Android Wear 2.0 is a big improvement over the earlier, more simplistic versions of Google's smartwatch software. Today we got our hands on the smaller of the two flagship watches to launch alongside Wear 2, the LG Watch Style.

If the larger of the two new watches, the LG Watch Sport, gave us pause because of its hulking, tank-like size, the Watch Style falls on the opposite end of the spectrum. This is the most Apple Watch-like Android smartwatch to date, meaning it's small, sleek and minimalistic.

Google and LG don't specifically say the LG Watch Style is a women's watch, but Google's product page does only picture women wearing it in lifestyle shots. With its narrow (18-mm) band and more compact design, it is among the more lady-friendly smartwatches. With that said, I think this titanium-gray model looks fine on my decidedly male wrist: Consider it a unisex model, and a tamer alternative to the monstrous Watch Sport.

What it adds in subtlety, it loses in standalone functionality: Unlike the LG Watch Sport, the Style is a standard Bluetooth watch (like the Apple Watch and most smartwatches) without its own cellular data or GPS connections. While the idea of using your watch without a phone might be appealing to a tech enthusiast, it's such a niche use case for most people (mostly joggers and gym rats) that we don't think the majority of people will miss much by going with the cheaper Style.

Another thing it loses, though, is a heart-rate sensor.

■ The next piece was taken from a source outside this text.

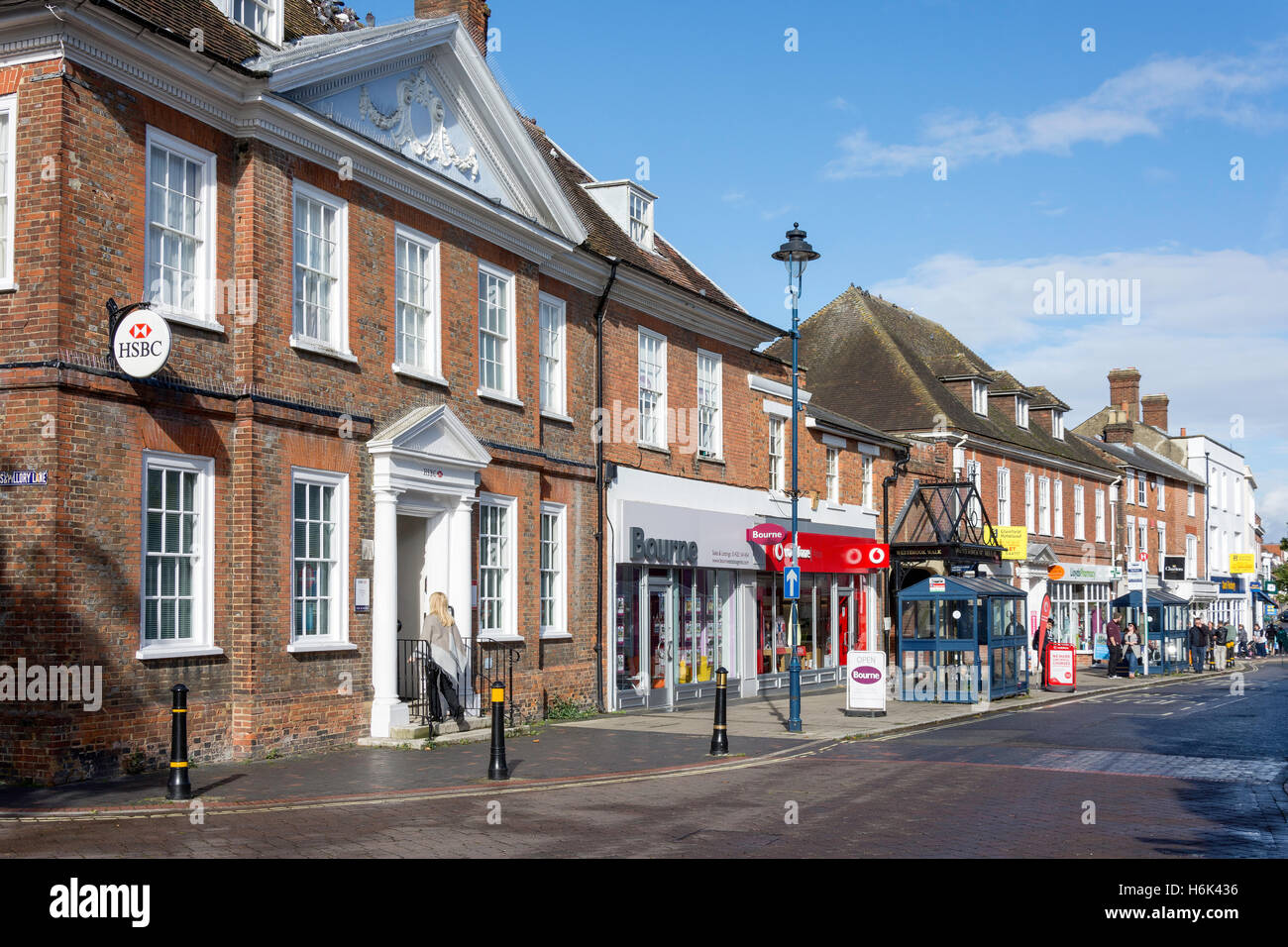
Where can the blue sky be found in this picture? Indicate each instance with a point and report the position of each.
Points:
(1107, 163)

Considering you can find this feature in quality fitness trackers like the US$150 Fitbit Charge 2, it's disappointing to see this $250 smartwatch skip that fitness fundamental. Ideally, a smartwatch will duplicate everything a fitness tracker does, while adding enough extra incentives to justify its higher cost.

While it's an unabashed ripoff of the Apple Watch's Digital Crown, I enjoy having the "rotating power button" on these two first Android Wear 2.0 watches. It makes scrolling through lists, notifications and messages simple and fun, eliminating the need to repeatedly swipe your finger across a tiny display.

While the Style has a lower-resolution screen than the Sport, its 299-PPI pixel density still looks very sharp. The 1.2-in display size is also nice, while allowing the watch itself to be much smaller than its bulky sibling.

Of course you also get Google's advanced AI, Google Assistant (previously only available in the Pixel phones). For the things I've used it for, it isn't much different from its predecessor (Google Now), but its long-term ceiling is higher. If you don't mind talking to your watch like Dick Tracy, you can get answers to many, many questions without pulling out your phone.

We'll have more on the Watch Style in our full review, but if you're like me, you may prefer this minimal and wafery watch over the huge Sport. Unless you're a runner, it's quite possible sleek and small will win out over standalone.

The LG Watch Style is available now for $250.